The story ends – or does it?
However, three weeks in working, a tragedy happened: he had to go to Bangkok due to kidney and liver problems. He could never return to Chiang Mai. Prince Mahidol died on September 24, 1929 at Sapathum Palace.

He left an enourmous legacy to the Thai nation. Students sent abroad on his scholarships became key players in modern medicine in Thailand; teaching, establishing modern medical schools and universities all over the country. Mahidol University bears his name, and regarded as one of the best medical schools in Thailand.

However, above all material heritage, is his most important legacy: his teaching of the spirit of brotherhood towards all human beings without distinction of any kind.

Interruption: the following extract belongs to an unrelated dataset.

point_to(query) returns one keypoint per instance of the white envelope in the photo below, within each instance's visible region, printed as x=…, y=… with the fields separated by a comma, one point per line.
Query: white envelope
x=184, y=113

His advice continues to impact students with the dignity and the value of life: “I do not wish you to be only a doctor, but I also want you to be a human being”


Thanks for reading. I’ll be back with Mahidol’s Day stories from CMU, soon. Until then, you can get more details of the story of the doctor prince from the sources I used for this blog. The most extensive one, with pretty pictures and comments from important people is found on the Bangkok Post page. Interesting insights and small details are provided in a piece titled The Royal Father of His Majesty the King, by the Royal Thai Embassy, Washington DC.

However, you have to be careful. Bear in mind that we are reading about Thai monarchy here; truth is likely to be colored pink, reality being distorted, to paint the person in a better light. My advice: read many sources and compare them to get a better idea of the story. I found a source that I think is as reliable and censor-free as it gets: Mahidol Adulyadej on Wikipedia.